Less than a week away from the end of the semester with several papers yet to complete, I had crashed on the couch for a couple hours respite from the computer. I awoke in the usual fashion—two energetic boys jumping on me asking for acknowledgment. This is typically a slow process that involves Archie alternating between asking to watch something on the big TV and demanding food. Those moments just after he wakes up have Carter at his best, so he is filled with patience for the rest of his family and willingly repeats his own requests until a response surfaces.
That particular morning, the Magic Box produced a small Santa Claus hand puppet. The boys shoved it in my face so it was the first thing I saw when my eyes opened. A bit startling. And I was a bit cranky. Under orders to do so, I calmly slipping Santa onto my hand, slowly turning the creature so his beady black plastic eyes faced their eager faces. Then, I pounced.
With growls and rabid snarling, Santa attempted to dismember my two boys by attacking hands, feet, tummies and noses. He would momentarily pause to glare, breathing in a quick, threatening manner. The boys were delighted:
Carter: Mom! Save us! It’s Santa. He’s feral. It’s Feral Santa!
Feral Santa rested just long enough to appreciate that my son knew what feral meant. But with each sudden, too-close motion by the boys, FS would leap into action again.
About five minutes was all the energy I could muster that morning. The day’s routine went on, as usual. But in the evening, Feral Santa was requested for an encore performance. Carter was particularly frenetic in the afternoon, so the promise of another episode of “When Santas Attack” was enough not only to get his wiggles out, but also brought complete and prompt compliance with the bedtime rituals of bathroom and books. When the same request came the next night, I knew Feral Santa was destined to become a holiday tradition, right up there with cheesy egg soufflé and white chocolate Lindt balls in my oversized stocking.

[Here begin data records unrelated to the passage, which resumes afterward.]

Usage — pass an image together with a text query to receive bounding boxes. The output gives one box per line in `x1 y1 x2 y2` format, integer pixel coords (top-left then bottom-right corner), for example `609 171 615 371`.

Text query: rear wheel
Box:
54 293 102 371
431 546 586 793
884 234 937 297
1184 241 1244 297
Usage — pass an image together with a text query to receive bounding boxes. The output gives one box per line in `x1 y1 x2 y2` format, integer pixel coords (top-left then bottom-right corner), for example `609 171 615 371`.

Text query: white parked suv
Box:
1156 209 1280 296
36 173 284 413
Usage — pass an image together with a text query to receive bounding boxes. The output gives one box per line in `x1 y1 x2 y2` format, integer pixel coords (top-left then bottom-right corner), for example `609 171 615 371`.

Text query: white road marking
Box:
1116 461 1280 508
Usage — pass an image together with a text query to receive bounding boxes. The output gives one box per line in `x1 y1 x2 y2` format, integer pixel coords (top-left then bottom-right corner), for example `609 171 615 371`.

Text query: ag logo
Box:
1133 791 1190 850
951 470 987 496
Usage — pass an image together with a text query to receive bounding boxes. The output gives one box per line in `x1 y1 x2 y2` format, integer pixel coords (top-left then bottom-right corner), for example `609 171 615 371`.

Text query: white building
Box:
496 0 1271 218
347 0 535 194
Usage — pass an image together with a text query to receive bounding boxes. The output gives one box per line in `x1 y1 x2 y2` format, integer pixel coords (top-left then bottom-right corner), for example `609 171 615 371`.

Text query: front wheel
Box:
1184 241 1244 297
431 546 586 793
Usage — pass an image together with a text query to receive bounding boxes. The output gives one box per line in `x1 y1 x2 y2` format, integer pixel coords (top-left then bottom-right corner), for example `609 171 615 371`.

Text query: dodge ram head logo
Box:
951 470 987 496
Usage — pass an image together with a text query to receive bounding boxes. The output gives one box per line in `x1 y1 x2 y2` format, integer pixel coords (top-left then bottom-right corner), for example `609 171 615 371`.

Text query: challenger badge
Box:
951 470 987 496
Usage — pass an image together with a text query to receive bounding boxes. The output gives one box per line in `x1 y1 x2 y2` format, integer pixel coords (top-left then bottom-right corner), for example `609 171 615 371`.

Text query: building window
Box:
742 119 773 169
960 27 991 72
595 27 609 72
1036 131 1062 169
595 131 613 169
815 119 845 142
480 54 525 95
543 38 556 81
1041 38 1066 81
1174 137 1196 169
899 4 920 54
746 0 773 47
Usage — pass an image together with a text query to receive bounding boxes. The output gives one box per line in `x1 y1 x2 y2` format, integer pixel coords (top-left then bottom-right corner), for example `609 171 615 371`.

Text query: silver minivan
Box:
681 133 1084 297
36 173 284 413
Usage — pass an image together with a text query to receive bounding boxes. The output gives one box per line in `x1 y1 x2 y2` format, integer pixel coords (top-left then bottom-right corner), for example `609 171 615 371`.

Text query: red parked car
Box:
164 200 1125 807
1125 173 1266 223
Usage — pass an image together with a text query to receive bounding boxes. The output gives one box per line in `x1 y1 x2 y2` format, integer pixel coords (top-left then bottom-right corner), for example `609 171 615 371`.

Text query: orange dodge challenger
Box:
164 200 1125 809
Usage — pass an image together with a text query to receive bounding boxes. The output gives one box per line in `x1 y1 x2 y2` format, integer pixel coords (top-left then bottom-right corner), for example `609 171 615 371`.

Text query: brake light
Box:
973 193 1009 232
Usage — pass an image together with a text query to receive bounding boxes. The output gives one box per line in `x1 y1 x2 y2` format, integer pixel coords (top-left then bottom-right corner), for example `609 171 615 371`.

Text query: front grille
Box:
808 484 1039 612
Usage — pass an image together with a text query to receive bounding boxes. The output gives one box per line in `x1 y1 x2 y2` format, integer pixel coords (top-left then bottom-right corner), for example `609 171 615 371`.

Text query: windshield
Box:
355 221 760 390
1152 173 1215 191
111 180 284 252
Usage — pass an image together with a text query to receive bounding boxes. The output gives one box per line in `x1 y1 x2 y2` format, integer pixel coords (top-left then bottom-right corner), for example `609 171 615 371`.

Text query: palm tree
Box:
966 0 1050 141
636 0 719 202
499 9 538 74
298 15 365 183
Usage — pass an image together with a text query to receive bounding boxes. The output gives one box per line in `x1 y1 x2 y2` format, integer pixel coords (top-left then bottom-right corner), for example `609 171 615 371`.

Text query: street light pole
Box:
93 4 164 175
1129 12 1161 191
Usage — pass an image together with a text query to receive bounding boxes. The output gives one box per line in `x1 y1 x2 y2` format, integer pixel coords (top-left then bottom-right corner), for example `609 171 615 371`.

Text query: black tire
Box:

Since that first weekend, the boys have grown more bold. The game of Feral Santa has evolved into a quest to steal pillows. They have teamed up to attack the attacking elf in a self-sacrificial manner, allowing the partner to sneak up and take a prize back to their fortress. They are no longer feigning fear. It is war. Yuletide war. I re-aggravate my sprained thumb constantly, stopping the nightly game when my throat grows too sore from snarling. I assume the ritual will cease completely sometime after the Santa references become seasonally passe. But the moment this particular puppet finds its way back into the Magic Box next year, Feral Santa will live once more.
In the wrong hands, this puppet turns into a snarling monster.